Recently, the group of Qin and Sun used sulfonic acids and sulfonates as starting substrates to synthesize sulfonyl fluorides in a one-pot two-step procedure [55]. This method makes use of cyanuric chloride, as a source of chlorine, and KHF_2, as a source of fluorine. This method is based on the formation of sulfonyl chlorides using cyanuric chloride in the presence of 5 mol% of a catalyst (Tetrabutylammonium bromide TBAB or tetramethylammonium chloride TMAC) at 60 °C in acetonitrile. Then, KHF₂ is added to exchange chlorine with fluorine and form the sulfonyl fluoride products.
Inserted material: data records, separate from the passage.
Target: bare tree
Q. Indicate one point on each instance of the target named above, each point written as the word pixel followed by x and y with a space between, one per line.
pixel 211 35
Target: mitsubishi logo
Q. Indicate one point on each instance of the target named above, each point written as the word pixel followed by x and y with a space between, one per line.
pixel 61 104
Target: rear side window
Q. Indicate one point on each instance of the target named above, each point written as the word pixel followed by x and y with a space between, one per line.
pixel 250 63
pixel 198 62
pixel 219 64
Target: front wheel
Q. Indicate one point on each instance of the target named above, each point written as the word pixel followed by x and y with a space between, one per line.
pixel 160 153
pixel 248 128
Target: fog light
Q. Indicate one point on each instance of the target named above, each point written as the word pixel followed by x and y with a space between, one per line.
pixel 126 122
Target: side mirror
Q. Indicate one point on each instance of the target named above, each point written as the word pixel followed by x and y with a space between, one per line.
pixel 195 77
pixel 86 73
Various sodium sulfonate substrates, including electron-donating (22b and 22c), electron-withdrawing (22e) and aromatic (22f and 22g) compounds, were tolerated with this method, yielding the desired products in moderate to good yields (Scheme 21a).
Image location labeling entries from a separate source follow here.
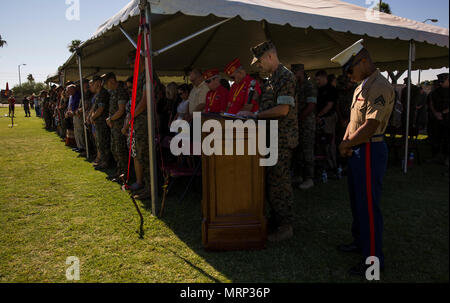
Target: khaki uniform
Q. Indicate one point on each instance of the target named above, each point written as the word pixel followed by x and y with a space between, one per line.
pixel 372 99
pixel 280 89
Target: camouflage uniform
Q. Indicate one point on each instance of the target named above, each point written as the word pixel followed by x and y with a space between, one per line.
pixel 118 140
pixel 280 89
pixel 141 132
pixel 102 132
pixel 306 93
To test the effectiveness of this protocol, the authors examined a series of sulfonates containing several cations (Scheme 21b). The monovalent sulfonate salts Y3a–Y3d were easily converted to the corresponding sulfonyl fluorides with moderate to good yields. However, the sulfonate salts of the divalent metals Y3e–Y3g reacted only slightly, resulting in poor yields. To widen the range of the substrates, they started from sulfonic acids as starting reagents using TMAC as catalyst instead of TBAB. A series of aryl sulfonic acids carrying electron-donating groups (23b and 23c) were obtained with moderate to good yields. Naphthalene-2-sulfonyl fluoride was also obtained with a good yield 23d (Scheme 21c).
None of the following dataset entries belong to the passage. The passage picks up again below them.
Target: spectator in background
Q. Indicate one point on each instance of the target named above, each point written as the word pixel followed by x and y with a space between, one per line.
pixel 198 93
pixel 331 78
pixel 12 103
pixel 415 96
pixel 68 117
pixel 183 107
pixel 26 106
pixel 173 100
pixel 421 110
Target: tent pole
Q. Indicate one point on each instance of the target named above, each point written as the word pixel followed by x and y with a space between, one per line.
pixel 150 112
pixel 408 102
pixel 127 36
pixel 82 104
3.5. Sulfonyl Fluorides Synthesis from Sulfonamides

Very recently, the group of Cornella reported a direct method for the synthesis of sulfonyl fluorides from sulfonamides [56]. The method consists of forming sulfonyl chlorides from sulfonamides through activation with a pyrylium tetrafluoroborate (Pyry-BF₄) and MgCl₂, and the subsequent in-situ conversion to sulfonyl fluorides by the addition of KF. The reactions were performed in MeCN at 60 °C and the desired compounds were obtained with moderate to very good yields. The high chemoselectivity of Pyry-BF₄ towards amino groups allows the formation of sulfonyl fluorides in complex structures. This was proven by examining a wide variety of complex sulfonamides containing various functionalities (Scheme 22).

4. Conclusions

Arylsulfonyl fluorides are attracting considerable attention in modern organic chemistry due to their wide range of applications. Thus, developing new synthetic strategies towards the incorporation of the sulfonyl fluoride moiety is of high interest. We have described herein the existing methods to access fluorosulfonylated compounds using either direct or indirect methodologies. These various works offer different and versatile approaches to form such compounds, tolerating a large variety of functional groups. The easy access to the starting material/catalysts of the developed methodology will definitely foster the emergence of new applications.